25. Modification and Waiver. No supplement, modification or amendment to this Agreement shall be binding unless executed in writing by the parties hereto. No amendment, alteration or repeal of this Agreement shall adversely affect any right of Indemnitee under this Agreement in respect of any action taken or omitted by such Indemnitee in his or her Corporate Status prior to such amendment, alteration or repeal. No waiver of any of the provisions of this Agreement shall constitute or be deemed a waiver of any other provision of this Agreement nor shall any waiver constitute a continuing waiver.
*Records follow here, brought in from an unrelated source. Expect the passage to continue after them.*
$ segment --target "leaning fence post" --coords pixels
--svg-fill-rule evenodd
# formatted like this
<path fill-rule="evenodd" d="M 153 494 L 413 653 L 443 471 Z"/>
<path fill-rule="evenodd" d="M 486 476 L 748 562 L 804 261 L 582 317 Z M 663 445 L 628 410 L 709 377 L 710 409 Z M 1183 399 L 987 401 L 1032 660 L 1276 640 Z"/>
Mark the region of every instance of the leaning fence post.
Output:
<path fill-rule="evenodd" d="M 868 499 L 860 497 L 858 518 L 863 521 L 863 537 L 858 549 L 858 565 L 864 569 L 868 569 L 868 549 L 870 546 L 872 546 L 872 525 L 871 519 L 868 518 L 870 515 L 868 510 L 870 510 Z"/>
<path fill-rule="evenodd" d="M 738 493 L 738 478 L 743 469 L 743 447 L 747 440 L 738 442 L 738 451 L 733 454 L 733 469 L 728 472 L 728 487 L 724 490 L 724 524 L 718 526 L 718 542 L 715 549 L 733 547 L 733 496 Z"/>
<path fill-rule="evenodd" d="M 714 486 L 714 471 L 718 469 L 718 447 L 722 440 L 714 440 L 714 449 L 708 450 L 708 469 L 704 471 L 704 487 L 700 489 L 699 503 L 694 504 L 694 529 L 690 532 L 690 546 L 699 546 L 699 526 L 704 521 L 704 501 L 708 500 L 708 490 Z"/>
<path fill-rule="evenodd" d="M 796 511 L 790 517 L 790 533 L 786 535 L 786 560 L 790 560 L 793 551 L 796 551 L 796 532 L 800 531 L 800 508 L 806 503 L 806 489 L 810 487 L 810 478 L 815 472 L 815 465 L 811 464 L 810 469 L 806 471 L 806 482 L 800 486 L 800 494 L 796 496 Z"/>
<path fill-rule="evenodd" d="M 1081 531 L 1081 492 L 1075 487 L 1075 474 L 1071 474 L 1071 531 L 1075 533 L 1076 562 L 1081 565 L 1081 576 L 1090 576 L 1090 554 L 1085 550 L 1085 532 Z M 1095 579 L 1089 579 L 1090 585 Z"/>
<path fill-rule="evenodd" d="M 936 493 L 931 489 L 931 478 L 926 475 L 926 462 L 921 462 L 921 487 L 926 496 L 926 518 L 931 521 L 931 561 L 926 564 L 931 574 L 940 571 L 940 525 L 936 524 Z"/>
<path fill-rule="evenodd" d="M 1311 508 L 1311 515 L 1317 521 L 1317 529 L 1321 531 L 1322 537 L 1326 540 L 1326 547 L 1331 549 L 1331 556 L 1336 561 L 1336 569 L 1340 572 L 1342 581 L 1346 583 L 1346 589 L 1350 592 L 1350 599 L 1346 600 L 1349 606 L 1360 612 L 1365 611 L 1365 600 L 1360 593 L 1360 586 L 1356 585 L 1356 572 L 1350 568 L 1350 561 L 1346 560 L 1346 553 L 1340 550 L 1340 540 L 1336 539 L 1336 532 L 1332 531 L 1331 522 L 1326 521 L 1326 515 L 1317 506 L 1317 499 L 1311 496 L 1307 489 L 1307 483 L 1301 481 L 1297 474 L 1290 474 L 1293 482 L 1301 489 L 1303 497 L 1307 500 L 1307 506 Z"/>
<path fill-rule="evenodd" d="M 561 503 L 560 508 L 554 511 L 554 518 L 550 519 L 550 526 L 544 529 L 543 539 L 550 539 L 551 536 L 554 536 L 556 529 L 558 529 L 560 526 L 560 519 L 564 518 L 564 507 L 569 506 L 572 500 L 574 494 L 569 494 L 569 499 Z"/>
26. Notices. All notices and other communications required or permitted hereunder shall be in writing and shall be mailed by registered or certified mail, postage prepaid, sent by electronic mail or otherwise delivered by hand, messenger or courier service addressed:

(a) if to Indemnitee, to Indemnitee’s address or electronic mail address as shown on the signature page of this Agreement or in the Company’s records, as may be updated in accordance with the provisions hereof; or

(b) if to the Company, to the attention of the Chief Executive Officer or Chief Financial Officer of the Company at 1213 Innsbruck Drive, Sunnyvale, CA 94089, or at such other current address as the Company shall have furnished to Indemnitee, with a copy (which shall not constitute notice) to the attention of the Chief Legal Officer of the Company at 14755 27th Avenue North, Plymouth, MN 55447.
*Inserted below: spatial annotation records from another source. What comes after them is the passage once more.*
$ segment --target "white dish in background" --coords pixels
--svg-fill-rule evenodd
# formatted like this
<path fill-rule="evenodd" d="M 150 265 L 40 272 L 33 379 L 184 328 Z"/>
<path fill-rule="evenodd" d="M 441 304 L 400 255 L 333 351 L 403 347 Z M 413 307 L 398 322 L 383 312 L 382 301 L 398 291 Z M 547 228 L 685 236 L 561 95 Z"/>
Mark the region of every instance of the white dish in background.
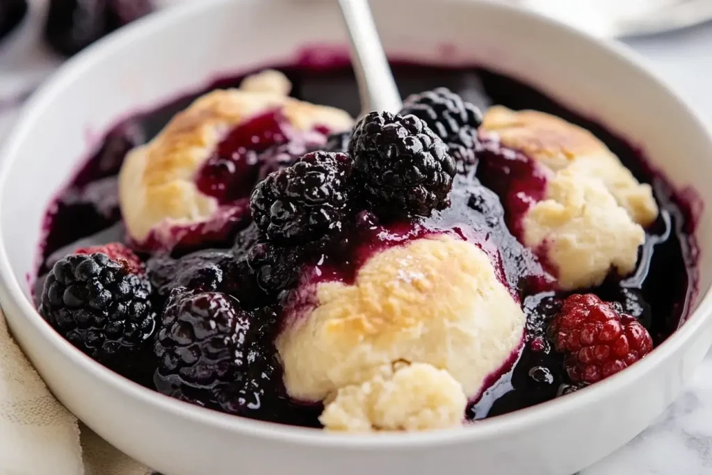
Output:
<path fill-rule="evenodd" d="M 434 14 L 434 1 L 372 3 L 390 53 L 481 63 L 523 78 L 641 145 L 674 183 L 712 202 L 712 137 L 626 50 L 495 4 L 442 1 Z M 28 103 L 0 152 L 0 298 L 16 338 L 72 412 L 166 475 L 570 475 L 624 444 L 672 401 L 709 346 L 706 211 L 697 229 L 698 303 L 679 330 L 590 388 L 459 429 L 344 435 L 208 411 L 116 375 L 34 310 L 28 278 L 45 209 L 86 156 L 88 130 L 105 130 L 215 75 L 283 63 L 300 46 L 342 43 L 339 14 L 328 0 L 204 0 L 140 21 L 63 66 Z"/>

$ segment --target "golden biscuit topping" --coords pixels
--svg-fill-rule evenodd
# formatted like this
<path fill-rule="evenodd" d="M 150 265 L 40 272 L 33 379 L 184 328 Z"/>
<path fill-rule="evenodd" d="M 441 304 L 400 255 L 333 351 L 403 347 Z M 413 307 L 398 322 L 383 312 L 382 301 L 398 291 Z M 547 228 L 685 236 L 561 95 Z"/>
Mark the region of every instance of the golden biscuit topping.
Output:
<path fill-rule="evenodd" d="M 248 76 L 244 85 L 199 98 L 127 156 L 119 174 L 119 199 L 135 241 L 144 241 L 152 231 L 167 236 L 167 229 L 209 221 L 220 213 L 217 200 L 197 187 L 196 174 L 226 135 L 252 118 L 279 110 L 291 127 L 304 132 L 352 125 L 342 110 L 286 96 L 288 81 L 276 71 Z"/>
<path fill-rule="evenodd" d="M 352 285 L 315 292 L 276 341 L 297 399 L 322 400 L 397 361 L 444 370 L 473 397 L 521 343 L 524 314 L 487 255 L 449 236 L 383 251 Z"/>
<path fill-rule="evenodd" d="M 398 362 L 360 385 L 340 388 L 319 420 L 334 431 L 445 429 L 462 423 L 466 406 L 462 386 L 446 371 Z"/>
<path fill-rule="evenodd" d="M 481 131 L 551 171 L 571 169 L 600 179 L 641 226 L 657 218 L 650 185 L 639 183 L 605 144 L 585 129 L 550 114 L 497 105 L 485 114 Z"/>

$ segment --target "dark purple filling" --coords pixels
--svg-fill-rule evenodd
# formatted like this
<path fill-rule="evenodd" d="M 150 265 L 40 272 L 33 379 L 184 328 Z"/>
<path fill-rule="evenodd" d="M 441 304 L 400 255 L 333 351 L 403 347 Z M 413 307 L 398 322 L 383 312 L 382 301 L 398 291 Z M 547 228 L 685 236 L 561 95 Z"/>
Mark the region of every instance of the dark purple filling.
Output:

Each such notice or other communication shall for all purposes of this Agreement be treated as effective or having been given (i) if delivered by hand, messenger or courier service, when delivered (or if sent via a nationally-recognized overnight courier service, freight prepaid, specifying next-business-day delivery, one business day after deposit with the courier), or (ii) if sent via mail, at the earlier of its receipt or five days after the same has been deposited in a regularly-maintained receptacle for the deposit of the United States mail, addressed and mailed as aforesaid, or (iii) if sent via electronic mail, upon confirmation of delivery when directed to the relevant electronic mail address, if sent during normal business hours of the recipient, or if not sent during normal business hours of the recipient, then on the recipient’s next business day.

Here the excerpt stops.